Ook van konijnen weet Ben
veel en die zie je hier ook veel, soms wel eens een beetje te veel. Net als al die
schijtmeeuwen. Ook lopen hier veel honden los maar dat zijn dan weer geen wilde
honden natuurlijk. Dat zijn huis, tuin en keukenbeesten. Ben weet van elke hond
precies zijn ras. Die grote hond daar met die kleine zwarte krulletjes is géén
Surinaamse herder maar een grote poedel en die grote witte hond met die
zwiepstaart en die sik, dat is gewoon een geit. Ben had dat gelijk door. Ik
hoorde pas dat die hond een geit was toen die zijn bek open deed en ‘bèèèeh’ zei
… maar … tussen ons gezegd, kan het me aan m’n reet roesten, wat Ben allemaal
loopt te vertellen … hij gaat zijn gang maar! …. alleen … als tie lult over iets
wat ie lèùk vindt, gaat hij gelijk een beetje harder lopen, heb ik gemerkt.

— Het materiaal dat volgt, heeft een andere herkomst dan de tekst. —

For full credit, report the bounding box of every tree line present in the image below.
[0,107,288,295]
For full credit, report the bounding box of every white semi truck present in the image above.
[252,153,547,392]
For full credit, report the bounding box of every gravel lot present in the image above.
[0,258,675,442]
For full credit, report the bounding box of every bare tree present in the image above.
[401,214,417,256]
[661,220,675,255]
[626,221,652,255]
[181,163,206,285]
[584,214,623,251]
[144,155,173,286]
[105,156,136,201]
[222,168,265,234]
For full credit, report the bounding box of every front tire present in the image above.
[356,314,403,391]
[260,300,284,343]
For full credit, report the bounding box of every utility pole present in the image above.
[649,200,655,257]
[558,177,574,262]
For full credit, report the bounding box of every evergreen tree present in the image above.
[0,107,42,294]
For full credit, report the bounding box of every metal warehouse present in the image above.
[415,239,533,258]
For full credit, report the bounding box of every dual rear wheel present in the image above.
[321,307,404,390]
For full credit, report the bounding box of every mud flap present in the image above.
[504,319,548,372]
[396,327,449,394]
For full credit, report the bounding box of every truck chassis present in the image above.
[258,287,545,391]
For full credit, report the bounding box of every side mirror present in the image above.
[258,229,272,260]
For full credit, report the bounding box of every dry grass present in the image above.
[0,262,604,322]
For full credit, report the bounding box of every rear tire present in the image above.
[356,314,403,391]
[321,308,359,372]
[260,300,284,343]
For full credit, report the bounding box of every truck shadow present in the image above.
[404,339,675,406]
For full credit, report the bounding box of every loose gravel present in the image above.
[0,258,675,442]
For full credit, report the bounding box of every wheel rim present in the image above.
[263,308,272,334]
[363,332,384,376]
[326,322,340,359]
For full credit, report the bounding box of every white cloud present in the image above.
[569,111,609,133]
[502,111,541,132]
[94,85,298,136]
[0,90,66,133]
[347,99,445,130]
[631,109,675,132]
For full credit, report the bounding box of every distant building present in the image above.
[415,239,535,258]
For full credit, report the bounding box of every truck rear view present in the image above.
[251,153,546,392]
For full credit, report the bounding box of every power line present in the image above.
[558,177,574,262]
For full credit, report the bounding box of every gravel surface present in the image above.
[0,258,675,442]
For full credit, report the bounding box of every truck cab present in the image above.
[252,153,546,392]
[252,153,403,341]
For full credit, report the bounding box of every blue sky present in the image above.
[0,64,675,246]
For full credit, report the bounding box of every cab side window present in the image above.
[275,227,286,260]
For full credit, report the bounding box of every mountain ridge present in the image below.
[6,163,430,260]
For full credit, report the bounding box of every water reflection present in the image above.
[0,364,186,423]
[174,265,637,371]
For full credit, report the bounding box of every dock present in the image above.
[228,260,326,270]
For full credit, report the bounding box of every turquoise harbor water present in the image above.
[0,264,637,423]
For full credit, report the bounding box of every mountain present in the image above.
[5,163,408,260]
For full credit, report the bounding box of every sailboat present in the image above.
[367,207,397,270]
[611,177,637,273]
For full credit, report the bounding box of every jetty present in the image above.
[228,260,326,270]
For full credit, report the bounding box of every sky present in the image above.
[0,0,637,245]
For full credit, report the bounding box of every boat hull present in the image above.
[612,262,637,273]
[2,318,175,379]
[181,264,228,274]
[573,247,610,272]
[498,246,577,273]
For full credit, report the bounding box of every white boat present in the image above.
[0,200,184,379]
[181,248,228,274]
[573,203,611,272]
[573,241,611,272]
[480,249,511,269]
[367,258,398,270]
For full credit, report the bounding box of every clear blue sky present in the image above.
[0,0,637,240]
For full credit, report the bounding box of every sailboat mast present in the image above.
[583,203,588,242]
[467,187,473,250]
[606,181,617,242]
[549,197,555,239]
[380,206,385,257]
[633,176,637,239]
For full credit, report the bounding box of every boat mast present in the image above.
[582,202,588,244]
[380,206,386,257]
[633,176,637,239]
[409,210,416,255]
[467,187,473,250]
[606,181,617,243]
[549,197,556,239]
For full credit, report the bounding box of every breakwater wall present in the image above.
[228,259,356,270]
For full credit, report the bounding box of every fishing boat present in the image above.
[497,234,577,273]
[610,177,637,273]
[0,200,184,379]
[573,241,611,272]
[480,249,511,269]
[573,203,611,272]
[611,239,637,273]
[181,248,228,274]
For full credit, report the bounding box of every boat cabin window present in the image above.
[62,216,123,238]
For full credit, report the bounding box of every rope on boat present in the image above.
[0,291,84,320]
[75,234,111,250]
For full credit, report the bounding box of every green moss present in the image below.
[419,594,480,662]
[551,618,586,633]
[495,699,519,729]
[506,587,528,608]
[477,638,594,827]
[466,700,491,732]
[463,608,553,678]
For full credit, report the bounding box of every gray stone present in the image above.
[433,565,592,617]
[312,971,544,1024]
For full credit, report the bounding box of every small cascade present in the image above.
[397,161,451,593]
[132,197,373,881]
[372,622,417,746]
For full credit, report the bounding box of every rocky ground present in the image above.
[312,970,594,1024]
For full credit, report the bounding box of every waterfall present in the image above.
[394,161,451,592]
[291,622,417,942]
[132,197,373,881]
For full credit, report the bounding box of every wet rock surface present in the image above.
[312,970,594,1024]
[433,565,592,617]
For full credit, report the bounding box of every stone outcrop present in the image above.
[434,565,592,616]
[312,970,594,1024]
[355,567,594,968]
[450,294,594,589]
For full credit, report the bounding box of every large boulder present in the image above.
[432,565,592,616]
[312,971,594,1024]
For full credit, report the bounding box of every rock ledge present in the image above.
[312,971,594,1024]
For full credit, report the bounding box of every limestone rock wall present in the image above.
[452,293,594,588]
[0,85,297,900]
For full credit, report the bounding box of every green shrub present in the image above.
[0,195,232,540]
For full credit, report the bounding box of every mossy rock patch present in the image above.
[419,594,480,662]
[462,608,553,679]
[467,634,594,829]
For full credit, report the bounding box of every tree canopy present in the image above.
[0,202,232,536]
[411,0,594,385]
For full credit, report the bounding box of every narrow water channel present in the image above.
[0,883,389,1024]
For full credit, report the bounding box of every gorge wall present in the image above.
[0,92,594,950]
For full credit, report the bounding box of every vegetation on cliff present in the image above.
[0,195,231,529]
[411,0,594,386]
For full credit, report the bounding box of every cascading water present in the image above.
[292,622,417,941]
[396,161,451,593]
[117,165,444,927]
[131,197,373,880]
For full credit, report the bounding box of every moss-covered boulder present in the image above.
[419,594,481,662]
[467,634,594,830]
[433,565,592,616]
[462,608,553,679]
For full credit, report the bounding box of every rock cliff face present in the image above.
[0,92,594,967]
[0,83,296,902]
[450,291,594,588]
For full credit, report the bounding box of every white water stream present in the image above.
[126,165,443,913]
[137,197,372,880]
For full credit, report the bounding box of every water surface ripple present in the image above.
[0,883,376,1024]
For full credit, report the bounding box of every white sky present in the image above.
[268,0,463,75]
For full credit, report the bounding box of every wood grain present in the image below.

Komt ie op viereneenhalve kilometer per uur. Voor mij mooi mee genomen.
Tegen vieren kwamen we aan
in de Hoek. Niet gek … met zo’n vent als Ben d’r bij. En we hadden toch ook nog
ruim een half uur zitten schaften met uitzicht op die stank en meststoffen producerende
Albatrosfabriek bij Roozenburg.
Ben heeft dit stukje tekst als eerste mogen lezen en
vond het zelf leuk om hier en daar nog
iets geinigs toe te voegen. Dat heb ik goed gevonden. Ik had dat alleen nooit
toe moeten staan. Mijn excuses daarvoor!!